Kalaripayattu, also spelled as Kalarippayattu is an ancient martial art indigenous to Kerala. The ancient martial art lost its appeal in the last few centuries but is now making a comeback, attracting the younger generation to learning centres and appearing in popular culture, dance forms, theatre, in fitness gyms and in movies too.
Kalaripayattu is considered by some to be the mother of all martial arts. Legend traces the 3000-year-old art form to Sage Parasurama- the master of all martial art forms. Historians believe the techniques originated in ancient South India between 200 BCE and 600 CE, and cresting in popularity between the 14th and 16th centuries.
The art draws inspiration from the raw power and sinuous strength of the majestic animal forms – Lion, Tiger, Elephant, Wild Boar, Snake, and Crocodile.
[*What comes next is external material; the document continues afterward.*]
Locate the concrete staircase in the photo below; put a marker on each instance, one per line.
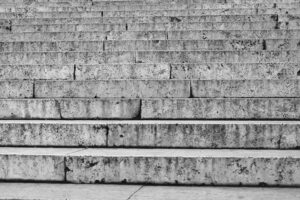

Kalaripayattu laid down the combat code of the Cholas, the Cheras and the Pandyas, dynasties that ruled South India’s golden era. Shrouded in mystery and secrecy, Kalaripayattu was taught by masters who supervised the activities of a hundred and eight ‘kalaris’ or training centres/arenas masters in total isolation, away from prying eyes.
Oral history records the awe with which chroniclers and poets of yore recorded the complexity of the techniques, the liquid beauty of the moves, and the enviable elasticity of the practitioners of Kalaripayattu.
The Chinese martial art of Kung-Fu, popularized by the monks of the Shoaling Temple traces its ancestry to Bodhi Dharma – an Indian Buddhist monk and Kalaripayattu master.